Женщина дорожит тем, что сама создает, — своей семьей.
Но старший сын смотрел на все по-иному. Он дернул плечом, стряхнул руку матери. Луиза Грей моложе мужа, но если ему уже под шестьдесят, то и ей — под пятьдесят. В ту минуту она казалась удивительно нежной, хрупкой. И что-то было в ту минуту во всем ее облике… Может, и правда есть что-то такое в крови Эспинуолов?..
Пожалуй, тогда-то Мэри, еще девочка, и впрямь нечто смутно поняла. Женщин и их мужей. Для нее в ту пору существовал только один человек другого пола — Тэд. Позже ей вспоминалось, какое у него тогда было лицо — необыкновенно взрослое, не по-детски серьезное. Позднее ей даже подумалось — проступило в этом лице что-то вроде презрения к обоим, к отцу и старшему брату, словно он говорил себе (а он не мог так думать, он был совсем еще мальчик): «Ну-ну, посмотрим. Есть на что посмотреть. До чего они глупы — и мой отец, и мой брат. Мне-то жить недолго. Но пока я еще жив, постараюсь увидеть все, что можно».

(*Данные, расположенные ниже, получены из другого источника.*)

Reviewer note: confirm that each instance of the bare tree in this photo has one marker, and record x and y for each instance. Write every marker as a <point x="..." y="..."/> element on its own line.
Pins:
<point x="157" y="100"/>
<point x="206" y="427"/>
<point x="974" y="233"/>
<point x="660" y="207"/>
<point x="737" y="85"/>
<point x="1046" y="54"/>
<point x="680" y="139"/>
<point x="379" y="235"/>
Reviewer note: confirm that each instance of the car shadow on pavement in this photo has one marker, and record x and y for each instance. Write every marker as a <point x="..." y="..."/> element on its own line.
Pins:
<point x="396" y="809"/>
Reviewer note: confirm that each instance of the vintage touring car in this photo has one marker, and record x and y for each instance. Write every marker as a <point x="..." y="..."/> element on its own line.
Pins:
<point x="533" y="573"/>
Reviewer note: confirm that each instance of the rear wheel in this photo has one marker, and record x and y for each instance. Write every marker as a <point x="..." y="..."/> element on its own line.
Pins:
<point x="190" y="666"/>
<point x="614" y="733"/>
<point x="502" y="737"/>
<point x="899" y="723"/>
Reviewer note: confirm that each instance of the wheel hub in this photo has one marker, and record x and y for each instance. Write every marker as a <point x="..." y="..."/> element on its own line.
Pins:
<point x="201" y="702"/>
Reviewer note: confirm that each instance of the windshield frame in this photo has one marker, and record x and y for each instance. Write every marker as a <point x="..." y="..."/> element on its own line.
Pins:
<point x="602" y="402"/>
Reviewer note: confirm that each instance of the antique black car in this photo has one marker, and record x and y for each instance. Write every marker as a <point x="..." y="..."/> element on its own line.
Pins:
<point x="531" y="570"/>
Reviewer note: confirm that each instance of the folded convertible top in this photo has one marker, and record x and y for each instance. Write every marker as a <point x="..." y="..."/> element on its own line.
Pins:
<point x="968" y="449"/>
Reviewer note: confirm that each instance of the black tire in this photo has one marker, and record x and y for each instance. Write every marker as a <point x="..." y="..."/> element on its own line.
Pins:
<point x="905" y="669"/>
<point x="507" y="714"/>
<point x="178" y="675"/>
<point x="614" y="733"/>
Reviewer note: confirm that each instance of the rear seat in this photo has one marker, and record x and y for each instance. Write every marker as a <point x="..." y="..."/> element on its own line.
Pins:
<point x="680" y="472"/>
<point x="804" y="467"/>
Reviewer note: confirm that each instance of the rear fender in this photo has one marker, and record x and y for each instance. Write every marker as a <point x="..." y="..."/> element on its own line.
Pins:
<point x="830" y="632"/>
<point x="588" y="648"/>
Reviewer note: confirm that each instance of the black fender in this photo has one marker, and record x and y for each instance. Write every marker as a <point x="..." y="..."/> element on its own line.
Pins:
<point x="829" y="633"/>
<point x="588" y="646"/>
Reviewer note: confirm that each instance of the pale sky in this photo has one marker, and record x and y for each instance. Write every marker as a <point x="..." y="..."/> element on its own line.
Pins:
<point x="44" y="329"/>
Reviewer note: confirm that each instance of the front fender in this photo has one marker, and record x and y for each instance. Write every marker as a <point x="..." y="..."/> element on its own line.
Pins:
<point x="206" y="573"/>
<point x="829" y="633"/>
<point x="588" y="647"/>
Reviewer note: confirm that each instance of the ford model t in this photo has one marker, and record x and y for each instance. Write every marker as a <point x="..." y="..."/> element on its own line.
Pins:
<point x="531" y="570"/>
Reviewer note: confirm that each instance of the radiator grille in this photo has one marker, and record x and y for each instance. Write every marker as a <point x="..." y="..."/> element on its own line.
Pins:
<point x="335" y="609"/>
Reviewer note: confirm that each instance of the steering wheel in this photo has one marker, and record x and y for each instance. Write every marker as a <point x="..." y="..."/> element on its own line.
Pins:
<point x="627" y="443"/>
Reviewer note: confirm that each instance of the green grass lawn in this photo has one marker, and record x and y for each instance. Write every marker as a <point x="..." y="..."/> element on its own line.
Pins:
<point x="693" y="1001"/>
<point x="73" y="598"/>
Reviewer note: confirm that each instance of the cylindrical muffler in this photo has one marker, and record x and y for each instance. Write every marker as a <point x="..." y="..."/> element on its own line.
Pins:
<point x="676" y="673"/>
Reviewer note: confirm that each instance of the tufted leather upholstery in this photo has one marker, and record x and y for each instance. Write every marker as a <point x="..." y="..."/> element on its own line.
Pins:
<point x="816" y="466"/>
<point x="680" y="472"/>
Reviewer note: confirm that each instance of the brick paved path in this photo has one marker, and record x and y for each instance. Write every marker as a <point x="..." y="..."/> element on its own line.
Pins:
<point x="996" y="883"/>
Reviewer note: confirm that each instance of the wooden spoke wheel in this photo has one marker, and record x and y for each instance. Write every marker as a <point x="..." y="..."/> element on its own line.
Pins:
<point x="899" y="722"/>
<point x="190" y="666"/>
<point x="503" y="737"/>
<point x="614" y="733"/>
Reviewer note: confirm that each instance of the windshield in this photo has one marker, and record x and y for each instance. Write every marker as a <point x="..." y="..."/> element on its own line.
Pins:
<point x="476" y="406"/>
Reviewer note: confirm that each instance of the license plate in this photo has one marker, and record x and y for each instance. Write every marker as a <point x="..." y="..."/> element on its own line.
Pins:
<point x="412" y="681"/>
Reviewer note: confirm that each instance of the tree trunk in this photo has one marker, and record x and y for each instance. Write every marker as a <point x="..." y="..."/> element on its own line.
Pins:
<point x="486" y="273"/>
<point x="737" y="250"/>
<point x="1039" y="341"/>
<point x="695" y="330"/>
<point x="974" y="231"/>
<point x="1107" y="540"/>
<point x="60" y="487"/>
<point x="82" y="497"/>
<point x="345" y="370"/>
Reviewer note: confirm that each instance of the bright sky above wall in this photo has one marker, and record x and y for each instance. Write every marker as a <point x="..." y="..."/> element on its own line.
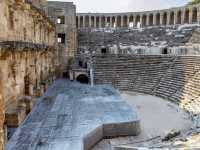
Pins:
<point x="110" y="6"/>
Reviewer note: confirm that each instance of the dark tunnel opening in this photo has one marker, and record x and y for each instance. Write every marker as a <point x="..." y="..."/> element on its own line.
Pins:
<point x="82" y="79"/>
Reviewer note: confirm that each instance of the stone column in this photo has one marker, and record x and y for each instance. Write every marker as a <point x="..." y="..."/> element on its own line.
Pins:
<point x="141" y="23"/>
<point x="122" y="21"/>
<point x="116" y="21"/>
<point x="147" y="20"/>
<point x="175" y="17"/>
<point x="95" y="21"/>
<point x="198" y="14"/>
<point x="190" y="15"/>
<point x="106" y="21"/>
<point x="168" y="18"/>
<point x="100" y="25"/>
<point x="83" y="21"/>
<point x="134" y="21"/>
<point x="182" y="16"/>
<point x="128" y="17"/>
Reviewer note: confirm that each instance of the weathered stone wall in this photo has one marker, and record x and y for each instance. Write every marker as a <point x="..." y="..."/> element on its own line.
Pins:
<point x="22" y="22"/>
<point x="63" y="14"/>
<point x="28" y="59"/>
<point x="180" y="15"/>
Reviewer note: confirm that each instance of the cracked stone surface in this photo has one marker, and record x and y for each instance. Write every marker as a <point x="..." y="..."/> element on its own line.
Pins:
<point x="67" y="113"/>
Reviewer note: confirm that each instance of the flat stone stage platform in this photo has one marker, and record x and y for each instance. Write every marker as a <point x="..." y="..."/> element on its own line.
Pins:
<point x="73" y="116"/>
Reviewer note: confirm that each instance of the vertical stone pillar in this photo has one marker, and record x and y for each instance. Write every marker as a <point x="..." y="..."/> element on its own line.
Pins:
<point x="134" y="21"/>
<point x="95" y="21"/>
<point x="83" y="21"/>
<point x="147" y="20"/>
<point x="90" y="21"/>
<point x="116" y="21"/>
<point x="141" y="23"/>
<point x="128" y="17"/>
<point x="106" y="21"/>
<point x="182" y="16"/>
<point x="100" y="25"/>
<point x="122" y="21"/>
<point x="168" y="18"/>
<point x="79" y="22"/>
<point x="190" y="15"/>
<point x="198" y="14"/>
<point x="175" y="17"/>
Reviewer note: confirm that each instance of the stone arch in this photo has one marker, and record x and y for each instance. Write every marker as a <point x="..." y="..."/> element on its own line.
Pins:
<point x="87" y="21"/>
<point x="151" y="19"/>
<point x="118" y="21"/>
<point x="131" y="21"/>
<point x="113" y="21"/>
<point x="179" y="14"/>
<point x="186" y="17"/>
<point x="103" y="21"/>
<point x="92" y="21"/>
<point x="194" y="15"/>
<point x="82" y="78"/>
<point x="81" y="21"/>
<point x="144" y="20"/>
<point x="27" y="85"/>
<point x="137" y="19"/>
<point x="158" y="19"/>
<point x="97" y="22"/>
<point x="171" y="18"/>
<point x="164" y="21"/>
<point x="125" y="19"/>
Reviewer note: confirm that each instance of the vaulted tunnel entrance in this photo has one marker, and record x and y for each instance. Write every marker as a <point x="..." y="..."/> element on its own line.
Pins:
<point x="82" y="78"/>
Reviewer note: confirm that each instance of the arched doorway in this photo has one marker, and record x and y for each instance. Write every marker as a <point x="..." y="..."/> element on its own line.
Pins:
<point x="82" y="78"/>
<point x="164" y="21"/>
<point x="186" y="18"/>
<point x="179" y="14"/>
<point x="171" y="22"/>
<point x="151" y="19"/>
<point x="144" y="20"/>
<point x="157" y="19"/>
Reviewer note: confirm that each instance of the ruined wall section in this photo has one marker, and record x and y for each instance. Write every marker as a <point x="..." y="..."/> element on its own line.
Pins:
<point x="22" y="22"/>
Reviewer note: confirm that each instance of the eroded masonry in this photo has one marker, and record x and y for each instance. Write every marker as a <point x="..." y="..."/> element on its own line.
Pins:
<point x="154" y="53"/>
<point x="28" y="60"/>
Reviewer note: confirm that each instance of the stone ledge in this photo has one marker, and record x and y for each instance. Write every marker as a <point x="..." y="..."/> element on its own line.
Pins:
<point x="110" y="131"/>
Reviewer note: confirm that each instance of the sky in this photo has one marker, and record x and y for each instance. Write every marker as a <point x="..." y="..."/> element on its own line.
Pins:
<point x="112" y="6"/>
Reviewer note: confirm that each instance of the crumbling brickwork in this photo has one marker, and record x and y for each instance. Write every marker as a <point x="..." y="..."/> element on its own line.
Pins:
<point x="63" y="14"/>
<point x="28" y="59"/>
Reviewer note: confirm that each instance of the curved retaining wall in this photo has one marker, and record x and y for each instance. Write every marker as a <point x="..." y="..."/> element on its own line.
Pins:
<point x="178" y="15"/>
<point x="174" y="78"/>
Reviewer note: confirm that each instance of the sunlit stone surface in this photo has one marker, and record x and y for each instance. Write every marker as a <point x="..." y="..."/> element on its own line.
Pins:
<point x="74" y="116"/>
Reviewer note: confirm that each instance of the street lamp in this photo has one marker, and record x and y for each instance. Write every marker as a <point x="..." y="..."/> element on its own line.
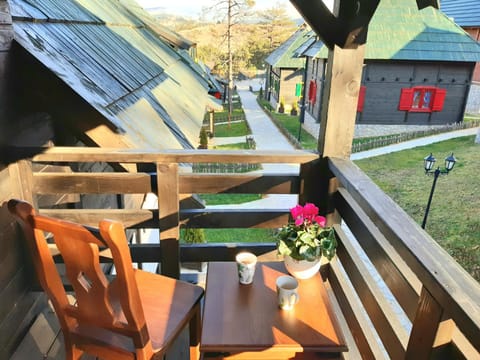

Дон, их старший брат, шагнул к отцу.
— Если ты тронешь эти дубы, отец… — опять заговорил он.
— Ну? Что будет?
— Я уйду с фермы, уйду и не вернусь.
— Вот и ладно. Уходи.
И Джон Грей принялся наставлять работников, они уже взялись за топоры и начали подрубать дубы. Тот, что с заячьей губой, все еще смеялся, будто осел ревел.
— А ну, хватит! — прикрикнул Джон Грей, и дурацкий смех оборвался.